Over a hundred nominations were received this year from artists, gallery owners, curators, writers, academics, and previous winners and members of the jury of the Ateneo Art Awards. The twelve artists who made it to the short-list for this year’s Award are: Frankie Callaghan, Joey Cobcobo, Kiri Dalena, Leslie De Chavez, Kawayan De Guia, Patricia Eustaquio, Riel Hilario, Pow Martinez, Leeroy New, Mark Salvatus, Michelline Syjuco, and Rodel Tapaya.
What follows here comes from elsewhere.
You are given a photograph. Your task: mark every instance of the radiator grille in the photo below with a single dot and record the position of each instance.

They were selected by this year’s panel composed of Ramon E.S. Lerma (Director and Chief Curator, Ateneo Art Gallery), Fr. Rene Javellana, SJ (Associate Professor, Fine Arts Program, Ateneo de Manila University), Ma. Victoria Herrera (Independent Curator and Assistant Professor, University of the Philippines, Diliman), Trickie Lopa (Art Collector and Blogger), Dannie Alvarez (Museum Administrator, Yuchengco Museum), Nick Simonovic (Managing Director, Gagosian Gallery), Carlo Tadiar (Editor-in-Chief, Metro Home), Charlie Co (Visual artist), and Judy Freya Sibayan (Artist and Assistant Professor, De La Salle University).
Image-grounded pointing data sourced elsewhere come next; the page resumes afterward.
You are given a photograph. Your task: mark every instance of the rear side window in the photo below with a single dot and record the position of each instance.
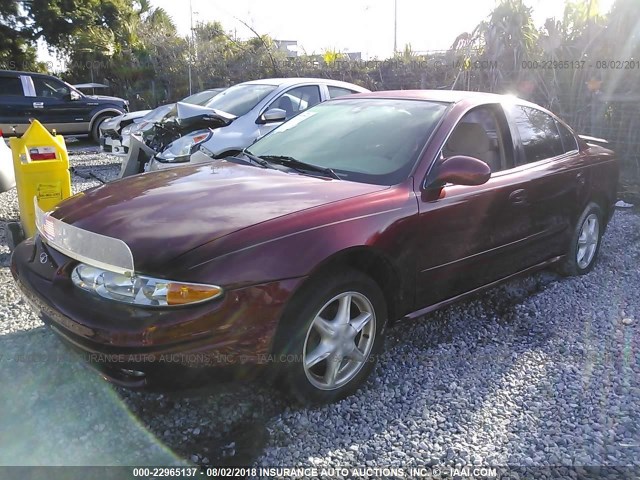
(538, 132)
(335, 92)
(11, 86)
(569, 142)
(48, 87)
(297, 100)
Last August 12 at the Grand Atrium of the EDSA Shangri-la Plaza Mall, the three winners of this year’s Awards were announced: Pow Martinez, Leslie De Chavez and Mark Salvatus. Mr. Salvatus, who was first short-listed for the Award in 2008, is lucky this year, bagging two of the art residencies that come with the Awards. Apart from a cash prize, he will participate in the residency at the Common Room Networks Foundation in Bandung, Indonesia and the La Trobe University Art Center in Bendigo, Australia. Recipients of the residencies at Artesan Gallery & Studio in Singapore and a three-week, all-expense paid stay at the Art OMI in upstate New York courtesy of Ateneo Society member and art collector Marcel Crespo have yet to be declared.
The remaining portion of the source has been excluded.